Gegeven is list a = [1, 2, 3, 4, 5, 6, 7, 8, 9, 10]. Gebruik deze list om de volgende vragen te beantwoorden.

1. Geef de waarde van de 5e index van a.

2. Geef de waardes van de 0e - tot en met de 3e index van a.

3. Geef de waardes van de 3e - tot en met de 5e index van a.

4. Geef de waarde van de laatste index van a.

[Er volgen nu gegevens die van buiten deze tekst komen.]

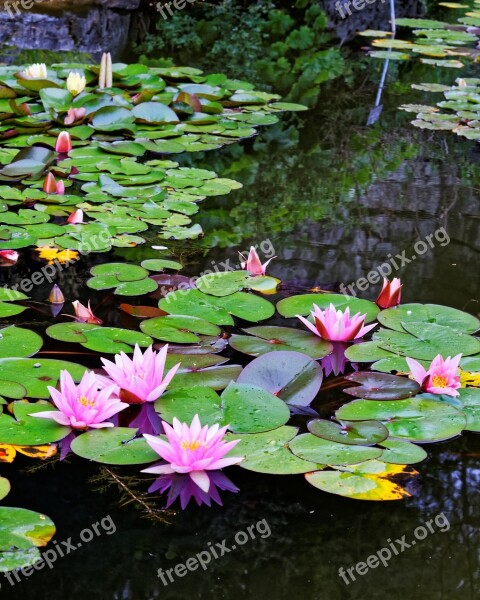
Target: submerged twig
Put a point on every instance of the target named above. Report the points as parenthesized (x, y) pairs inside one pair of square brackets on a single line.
[(130, 494)]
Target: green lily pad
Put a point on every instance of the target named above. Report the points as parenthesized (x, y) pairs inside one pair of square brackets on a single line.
[(18, 342), (416, 419), (400, 452), (215, 377), (217, 310), (379, 386), (265, 339), (114, 446), (4, 487), (36, 375), (291, 376), (22, 529), (424, 341), (25, 430), (223, 283), (312, 448), (356, 433), (428, 313), (373, 484), (268, 452), (244, 408), (180, 329)]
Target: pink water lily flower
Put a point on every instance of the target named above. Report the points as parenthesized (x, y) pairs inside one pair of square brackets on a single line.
[(253, 264), (84, 314), (336, 325), (142, 378), (391, 293), (88, 404), (193, 450), (440, 378)]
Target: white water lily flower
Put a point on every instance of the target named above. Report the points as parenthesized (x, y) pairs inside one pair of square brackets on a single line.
[(76, 83), (36, 71)]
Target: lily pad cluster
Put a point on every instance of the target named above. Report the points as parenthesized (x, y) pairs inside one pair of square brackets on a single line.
[(354, 451), (119, 171)]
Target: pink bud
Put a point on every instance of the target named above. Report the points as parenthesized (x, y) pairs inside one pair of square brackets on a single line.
[(76, 217), (56, 296), (64, 143), (49, 184)]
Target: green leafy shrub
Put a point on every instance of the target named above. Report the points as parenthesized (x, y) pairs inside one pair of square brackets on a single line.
[(283, 49)]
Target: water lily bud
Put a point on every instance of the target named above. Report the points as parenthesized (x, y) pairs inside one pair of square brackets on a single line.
[(56, 296), (60, 188), (76, 83), (84, 314), (49, 184), (76, 217), (64, 143), (35, 71), (10, 256)]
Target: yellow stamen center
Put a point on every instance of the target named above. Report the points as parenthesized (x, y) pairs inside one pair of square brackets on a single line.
[(439, 381), (86, 402), (191, 446)]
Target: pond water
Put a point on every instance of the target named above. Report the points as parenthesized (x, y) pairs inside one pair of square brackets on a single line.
[(334, 200)]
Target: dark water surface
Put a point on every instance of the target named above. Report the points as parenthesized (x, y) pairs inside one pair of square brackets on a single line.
[(334, 200)]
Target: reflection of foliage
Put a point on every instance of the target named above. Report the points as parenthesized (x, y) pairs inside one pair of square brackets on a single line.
[(284, 49)]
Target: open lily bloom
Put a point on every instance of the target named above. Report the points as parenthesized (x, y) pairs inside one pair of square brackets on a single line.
[(141, 378), (35, 71), (391, 293), (193, 450), (253, 263), (88, 404), (336, 325), (440, 378), (182, 486)]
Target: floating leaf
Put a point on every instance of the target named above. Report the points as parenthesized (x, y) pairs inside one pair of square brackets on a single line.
[(25, 430), (114, 446), (267, 339), (357, 433), (291, 376), (312, 448), (268, 452), (416, 419), (360, 485), (378, 386)]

5. Geef de waarde van de eerste index van a.

 

 

Dictionaries:

D = {1: “hello”, 2: “hello”, 3: “you”}

 

  1. Schrijf een for-loop die alle keys van dictionary D loopt
  2. Schrijf een for-loop die alle values van dictionary D loopt
  3. Schrijf een for-loop die de key, value-pairs van dictionary D loopt

Loop:

  1. Schrijf een for loop die 10 keer loopt. Deze loop moet bij iedere iteratie het getal printen.
  2. Schrijf een for loop die array a loopt. Deze loop moet iedere index van de array printen.

 

Datatypes:

  1. Maak een variabele x aan. Sla hier een waarde 5 in op. Bepaal met behulp van een ingebouwde Python functie de datatype van variabele x
  2. Maak een variabele y aan. Sla hier een waarde .5 in op. Bepaal met behulp van een ingebouwde Python functie de datatype van variabele y.
  3. Maak een variabele z aan. Sla hier een waarde “Hi there” in op. Bepaal met behulp van een ingebouwde Python functie de datatype van variabele z.

 

Loop:

  1. We hebben een array a=[5,6,7,8,9,9,10,12,24,5]. Loop deze array en print alleen de even getallen. Als een getal oneven is ga je door met je loop.